“I like when everything shuts up,” he says. “Lets you hear what you’re really thinking.”
“What are you thinking right now?”
He looks at me then. Reallylooks. His eyes burn like coals, steady and smoldering.
“That I should kiss you.”
My breath catches. The wind slips under my coat, but I’m suddenly warm everywhere.
“And why don’t you?” I ask, barely above a whisper.
“Because once I do…” His jaw flexes. “I won’t stop.”
The air charges between us.
And for a moment, I think I might close the distance.
Say to hell with logic, the contest, the show, all of it.
But then?—
CRACK!
A sharp thunderclap of ice reverberates across the riverbed. The sound echoes off the trees like the forest just slammed a car door.

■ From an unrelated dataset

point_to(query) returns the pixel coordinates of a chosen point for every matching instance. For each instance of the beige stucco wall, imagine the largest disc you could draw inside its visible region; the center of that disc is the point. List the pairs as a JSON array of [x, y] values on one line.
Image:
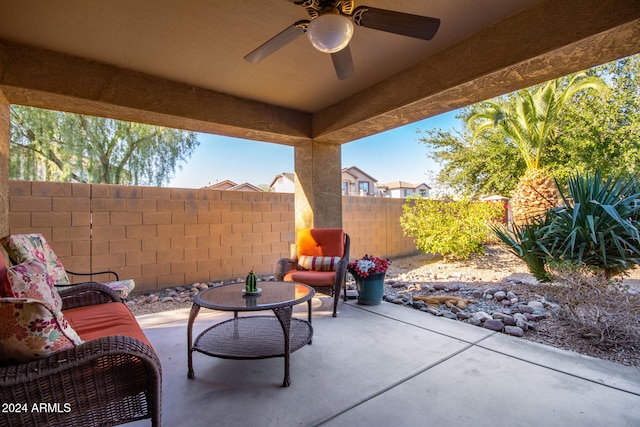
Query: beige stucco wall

I yelp and stumble back a step. “Jesus—was that?—?”
Nash catches my elbow, steadying me. “It’s fine. Ice flexes. That wasn’t a break, just a shift. She’s talking tonight.”
“She?”
He shrugs. “The river. She sings when the cold’s just right.”

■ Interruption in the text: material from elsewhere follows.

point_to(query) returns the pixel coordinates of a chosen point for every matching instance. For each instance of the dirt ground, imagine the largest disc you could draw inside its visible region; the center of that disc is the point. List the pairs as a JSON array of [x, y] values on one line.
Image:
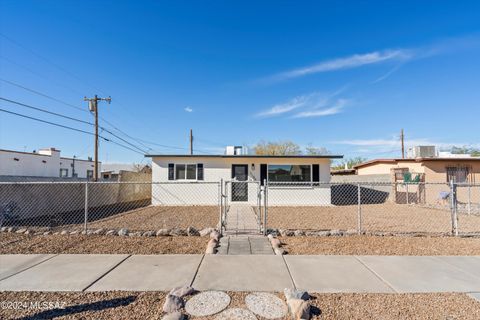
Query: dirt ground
[[371, 245], [27, 244], [385, 217], [158, 217], [148, 305]]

We stand there for another long moment, listening to her groan and sigh, the sound ethereal and almost human.
Nash’s hand lingers on my arm.
I don’t pull away.
“You ever think about leaving?” I ask.
He doesn’t answer right away. “I did. Once.”
“What stopped you?”
He looks at me, voice low. “Same thing that brought me back. Loss.”
I nod, heart thudding.
“Funny how that works,” I say. “Loss making you leave. Making you stay.”
The wind kicks up and sends a swirl of snow across the ice like confetti. We both watch in silence.
And it’s… peaceful.
Unexpectedly peaceful.
I feel it settle over me like a weighted blanket—the kind that costs five hundred bucks and comes in limited edition flannel.